Resume Analysis and Big Data

The following is a portion of an article that originally appeared on TechTarget in December 2017, and includes comments from OperationsInc CEO David Lewis. To view the complete article, please click here.


by Patrick Thibodeau

A new generation of recruiting management systems promises to reduce human bias. These systems use machine learning and big data to discover what they claim are the best candidates. They use data, not intuition or first impressions, to recommend candidates for interviews.

This takes applicant-tracking systems well beyond resume keyword scanning. To make their assessments, these systems use historical data, including past hiring decisions, as well as data on the candidates, to determine what constitutes a successful employee. The goal is to find patterns in this data.

… David Lewis, CEO of OperationsInc, an HR consulting firm, sees potential in machine learning-enabled recruiting management systems and believes it is “theoretically correct” that these machine learning systems can eliminate bias. But he also has some concerns.

A note of caution

“The technology is there to eliminate you — not to try to figure out how you can fit,” Lewis said. “And that’s where I think this potentially goes off the rails.”

Lewis’ point is that, if recruiting management systems aren’t properly adjusted for market conditions, it might eliminate people at a time when hiring is difficult. He pointed to the difference in demand during the start of the recession in 2009 and today when unemployment is low.

Lewis also said that many hiring managers don’t have the training they need and act on intuition. That problem extends to technology use.

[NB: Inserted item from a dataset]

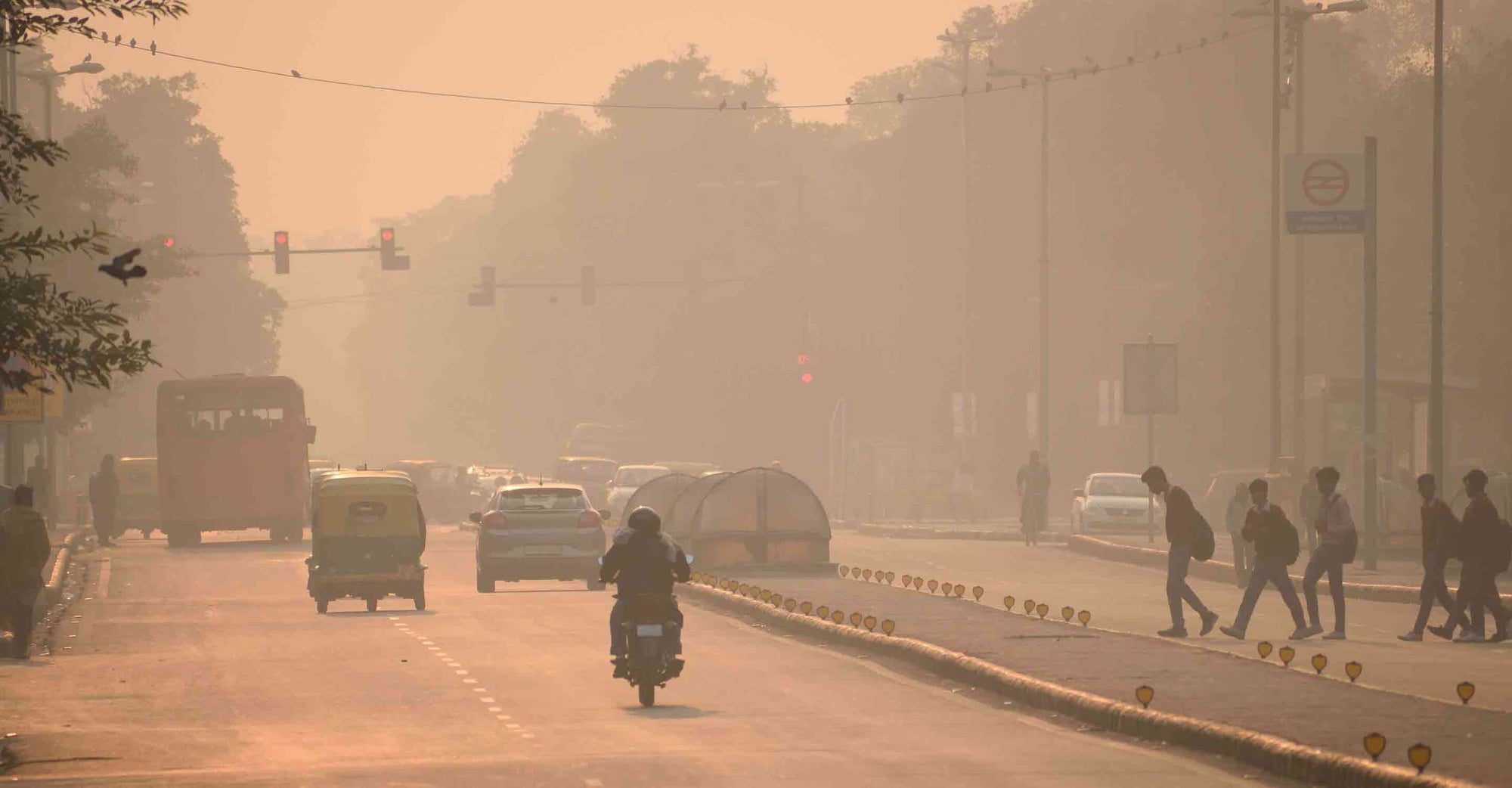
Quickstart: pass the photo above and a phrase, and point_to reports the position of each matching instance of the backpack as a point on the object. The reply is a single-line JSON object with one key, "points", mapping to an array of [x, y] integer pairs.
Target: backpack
{"points": [[1201, 538]]}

“Companies also don’t understand how to either select the right technology or use the available tools that the technology offers to get the technology to do what they want them to do,” Lewis said.

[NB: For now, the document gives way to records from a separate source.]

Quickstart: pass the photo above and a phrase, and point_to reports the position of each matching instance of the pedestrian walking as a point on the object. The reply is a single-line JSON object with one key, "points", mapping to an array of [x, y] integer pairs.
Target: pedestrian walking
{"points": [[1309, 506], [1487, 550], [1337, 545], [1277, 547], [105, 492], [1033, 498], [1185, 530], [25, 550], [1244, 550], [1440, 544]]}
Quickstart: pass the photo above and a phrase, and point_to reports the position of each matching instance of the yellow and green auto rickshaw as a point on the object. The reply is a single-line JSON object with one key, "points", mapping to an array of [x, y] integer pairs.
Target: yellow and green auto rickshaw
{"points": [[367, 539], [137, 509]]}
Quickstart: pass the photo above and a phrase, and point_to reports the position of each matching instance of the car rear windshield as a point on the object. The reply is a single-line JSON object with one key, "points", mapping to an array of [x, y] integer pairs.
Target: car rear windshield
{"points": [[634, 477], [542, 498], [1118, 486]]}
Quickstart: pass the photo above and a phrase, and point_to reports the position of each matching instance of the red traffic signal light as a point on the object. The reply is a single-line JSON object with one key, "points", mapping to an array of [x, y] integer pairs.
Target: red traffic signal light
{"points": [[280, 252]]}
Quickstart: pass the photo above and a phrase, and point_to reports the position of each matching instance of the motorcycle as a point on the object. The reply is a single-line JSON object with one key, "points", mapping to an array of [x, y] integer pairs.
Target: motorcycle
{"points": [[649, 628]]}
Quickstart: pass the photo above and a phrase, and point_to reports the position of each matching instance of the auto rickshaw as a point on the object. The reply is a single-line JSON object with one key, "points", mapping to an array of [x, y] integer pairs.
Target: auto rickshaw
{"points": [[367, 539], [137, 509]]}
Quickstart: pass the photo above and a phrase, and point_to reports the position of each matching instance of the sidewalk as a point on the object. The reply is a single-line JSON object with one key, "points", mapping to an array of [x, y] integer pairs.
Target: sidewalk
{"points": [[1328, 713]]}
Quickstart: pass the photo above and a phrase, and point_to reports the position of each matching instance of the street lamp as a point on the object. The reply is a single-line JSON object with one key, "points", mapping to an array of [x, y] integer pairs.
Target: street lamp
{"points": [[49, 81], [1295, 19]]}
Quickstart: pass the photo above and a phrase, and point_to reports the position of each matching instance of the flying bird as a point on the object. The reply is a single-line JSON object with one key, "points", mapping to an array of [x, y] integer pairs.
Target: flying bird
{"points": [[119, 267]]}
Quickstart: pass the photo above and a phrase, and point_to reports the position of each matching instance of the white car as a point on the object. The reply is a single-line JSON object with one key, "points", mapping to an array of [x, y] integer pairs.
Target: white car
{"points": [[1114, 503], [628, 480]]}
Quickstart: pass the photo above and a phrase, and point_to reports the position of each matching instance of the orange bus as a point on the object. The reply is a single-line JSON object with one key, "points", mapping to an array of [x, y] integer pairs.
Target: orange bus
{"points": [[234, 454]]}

The vendors say these systems have to be routinely adjusted to account for the data issues and changing conditions. For instance, if a firm’s employees are mostly male, that could impact the outcomes, said Xavier Parkhouse-Parker, co-founder and director of recruiting technology provider Plato Intelligence, a London-based firm. The way around it is to carefully select data that includes all socioeconomic backgrounds and ages, he said.

These systems don’t eliminate bias in the hiring process, and a manager can reject a candidate for any reason. But with the data, “you get something that is really hard to argue against,” Parkhouse-Parker said.